The transaction sees the company enter into a 10% follow-form facility agreement to participate in property insurance brokered by wholesale firm Amwins, whereby Nephila follows the underwriting of the coverage and puts its capacity to work to back a 10% share of the deals transacted.
The establishment of and entry into a follow-form facility enables third-party capital providers to deploy some of their capacity into diversified, less-competitive, primary business, away from the pressures of U.S. property catastrophe reinsurance lines, for example.
However, warns S&P, a potential hindrance to the greater entry of third-party capital into the primary markets is that “insureds might be wary of alternative capital entrants given their lack of track record for paying claims.”

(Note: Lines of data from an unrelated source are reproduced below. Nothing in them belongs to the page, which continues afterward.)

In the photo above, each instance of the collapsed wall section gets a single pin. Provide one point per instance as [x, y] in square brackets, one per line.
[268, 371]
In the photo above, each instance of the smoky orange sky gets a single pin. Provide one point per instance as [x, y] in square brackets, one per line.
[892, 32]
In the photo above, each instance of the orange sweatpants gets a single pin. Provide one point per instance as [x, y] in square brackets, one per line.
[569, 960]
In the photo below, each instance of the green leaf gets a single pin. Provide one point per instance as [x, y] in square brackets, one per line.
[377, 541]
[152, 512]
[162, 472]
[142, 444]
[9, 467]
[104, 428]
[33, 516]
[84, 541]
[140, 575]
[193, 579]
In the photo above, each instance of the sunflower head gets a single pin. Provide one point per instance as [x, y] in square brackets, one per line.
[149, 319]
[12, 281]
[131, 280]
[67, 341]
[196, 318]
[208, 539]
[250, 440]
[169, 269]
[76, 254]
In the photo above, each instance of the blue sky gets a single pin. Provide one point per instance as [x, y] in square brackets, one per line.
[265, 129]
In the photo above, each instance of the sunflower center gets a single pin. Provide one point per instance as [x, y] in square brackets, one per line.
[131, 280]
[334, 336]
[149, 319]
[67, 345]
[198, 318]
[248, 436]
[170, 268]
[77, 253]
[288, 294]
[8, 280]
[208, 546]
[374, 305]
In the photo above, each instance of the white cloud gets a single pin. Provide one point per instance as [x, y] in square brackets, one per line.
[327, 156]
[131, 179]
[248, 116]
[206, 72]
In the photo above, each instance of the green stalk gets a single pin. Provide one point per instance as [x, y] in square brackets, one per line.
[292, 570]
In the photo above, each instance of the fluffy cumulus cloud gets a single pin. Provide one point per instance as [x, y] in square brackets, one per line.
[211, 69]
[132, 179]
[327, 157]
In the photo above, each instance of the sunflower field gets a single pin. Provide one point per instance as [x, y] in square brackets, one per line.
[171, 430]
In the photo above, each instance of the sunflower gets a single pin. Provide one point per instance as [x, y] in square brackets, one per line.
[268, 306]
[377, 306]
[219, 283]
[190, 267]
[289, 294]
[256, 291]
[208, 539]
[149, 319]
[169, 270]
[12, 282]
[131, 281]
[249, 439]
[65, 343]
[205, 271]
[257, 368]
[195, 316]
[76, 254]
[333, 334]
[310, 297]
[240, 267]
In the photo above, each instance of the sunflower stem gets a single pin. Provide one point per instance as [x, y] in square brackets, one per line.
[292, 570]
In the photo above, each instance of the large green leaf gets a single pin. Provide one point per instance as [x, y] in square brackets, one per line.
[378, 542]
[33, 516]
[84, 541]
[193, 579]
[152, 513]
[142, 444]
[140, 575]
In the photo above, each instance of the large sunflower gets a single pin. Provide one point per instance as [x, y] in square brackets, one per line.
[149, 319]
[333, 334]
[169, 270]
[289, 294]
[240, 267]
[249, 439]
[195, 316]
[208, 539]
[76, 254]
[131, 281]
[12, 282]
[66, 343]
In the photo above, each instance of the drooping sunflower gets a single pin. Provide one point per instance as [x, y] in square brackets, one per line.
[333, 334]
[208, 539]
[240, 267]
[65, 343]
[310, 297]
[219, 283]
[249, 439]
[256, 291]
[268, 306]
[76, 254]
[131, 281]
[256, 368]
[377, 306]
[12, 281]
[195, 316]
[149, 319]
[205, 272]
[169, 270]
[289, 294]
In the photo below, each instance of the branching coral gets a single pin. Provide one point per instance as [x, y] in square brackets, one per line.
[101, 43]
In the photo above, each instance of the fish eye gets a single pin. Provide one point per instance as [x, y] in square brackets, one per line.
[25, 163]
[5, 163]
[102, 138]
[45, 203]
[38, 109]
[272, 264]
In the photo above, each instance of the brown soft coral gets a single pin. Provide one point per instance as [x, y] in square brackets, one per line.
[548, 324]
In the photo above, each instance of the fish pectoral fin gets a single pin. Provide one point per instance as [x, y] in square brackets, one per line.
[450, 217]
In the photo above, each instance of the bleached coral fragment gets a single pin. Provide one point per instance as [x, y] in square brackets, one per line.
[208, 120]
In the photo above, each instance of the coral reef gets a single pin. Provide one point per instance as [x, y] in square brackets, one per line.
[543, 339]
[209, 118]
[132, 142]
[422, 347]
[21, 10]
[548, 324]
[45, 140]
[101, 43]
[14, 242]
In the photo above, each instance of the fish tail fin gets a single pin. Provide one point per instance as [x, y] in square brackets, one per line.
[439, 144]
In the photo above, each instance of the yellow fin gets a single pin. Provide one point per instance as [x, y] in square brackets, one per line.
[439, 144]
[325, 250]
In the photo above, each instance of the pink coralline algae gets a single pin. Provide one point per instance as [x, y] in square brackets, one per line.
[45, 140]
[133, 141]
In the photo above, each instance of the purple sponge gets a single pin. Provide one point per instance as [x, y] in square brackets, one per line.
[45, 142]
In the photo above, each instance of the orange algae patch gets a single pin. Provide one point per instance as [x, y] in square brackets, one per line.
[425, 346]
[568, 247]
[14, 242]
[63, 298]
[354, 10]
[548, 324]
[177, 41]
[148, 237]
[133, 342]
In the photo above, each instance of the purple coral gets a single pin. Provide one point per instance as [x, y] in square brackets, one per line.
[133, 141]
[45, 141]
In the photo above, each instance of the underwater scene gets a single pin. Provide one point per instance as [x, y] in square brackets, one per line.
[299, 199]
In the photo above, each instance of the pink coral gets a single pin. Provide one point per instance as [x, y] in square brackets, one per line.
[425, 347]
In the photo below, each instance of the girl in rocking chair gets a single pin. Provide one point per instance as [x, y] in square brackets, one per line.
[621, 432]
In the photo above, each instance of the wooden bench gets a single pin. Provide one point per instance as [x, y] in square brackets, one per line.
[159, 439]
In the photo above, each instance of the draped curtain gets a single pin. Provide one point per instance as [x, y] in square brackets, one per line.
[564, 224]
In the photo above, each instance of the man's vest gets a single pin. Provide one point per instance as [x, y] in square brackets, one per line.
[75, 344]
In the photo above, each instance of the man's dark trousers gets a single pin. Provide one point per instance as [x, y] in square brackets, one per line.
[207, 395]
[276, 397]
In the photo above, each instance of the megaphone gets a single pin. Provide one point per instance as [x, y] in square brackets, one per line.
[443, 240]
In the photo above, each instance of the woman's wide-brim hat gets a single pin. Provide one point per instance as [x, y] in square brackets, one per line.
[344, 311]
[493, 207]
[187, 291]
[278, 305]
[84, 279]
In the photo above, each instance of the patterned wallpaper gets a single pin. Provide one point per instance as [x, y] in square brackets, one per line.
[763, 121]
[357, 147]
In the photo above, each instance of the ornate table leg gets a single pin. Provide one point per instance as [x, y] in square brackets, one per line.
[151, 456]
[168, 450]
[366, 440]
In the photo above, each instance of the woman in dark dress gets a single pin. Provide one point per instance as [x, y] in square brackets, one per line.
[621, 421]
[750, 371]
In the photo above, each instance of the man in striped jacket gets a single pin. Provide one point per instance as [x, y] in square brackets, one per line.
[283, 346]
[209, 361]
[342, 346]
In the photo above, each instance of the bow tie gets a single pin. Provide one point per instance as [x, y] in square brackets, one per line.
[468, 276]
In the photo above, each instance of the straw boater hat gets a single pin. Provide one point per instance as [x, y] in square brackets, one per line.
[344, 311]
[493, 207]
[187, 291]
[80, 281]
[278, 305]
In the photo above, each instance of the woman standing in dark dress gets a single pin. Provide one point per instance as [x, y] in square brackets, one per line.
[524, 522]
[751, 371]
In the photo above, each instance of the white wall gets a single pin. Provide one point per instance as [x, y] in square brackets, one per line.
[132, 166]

Since the volume of alternative reinsurance capital really started to grow into a powerful market force, it’s been considered a largely untested model, absent any large, significant insurance and reinsurance industry loss events. Of course that doesn’t take into account the fact that ILS managers are regularly paying claims on private and collateralised reinsurance deals.
S&P continues; “Conversely, insureds might be agnostic or even unaware of alternative capital participation in the re/insurance market because the coverage is issued by an established primary carrier that still must pay claims even though risk is transferred to the alternative capital vehicle.”
In that scenario, the ILS fund manager or investor is simply providing the capacity to back someone else’s underwriting and claims management, which allows the efficiency of the capital to be maximised to a degree, while leaving the claims tasks with those often best placed to deal with it.
As the competitive reinsurance operating environment continues, exacerbated by the benign loss environment, ample capacity and intense competition, it’s likely that ILS players will continue to search for other ways to deploy their capital into diversified, higher returning business lines.
This looks set to increasingly include accessing risk through new vehicles and arrangements, including follow-form facilities and working alongside fronting carriers in the primary markets.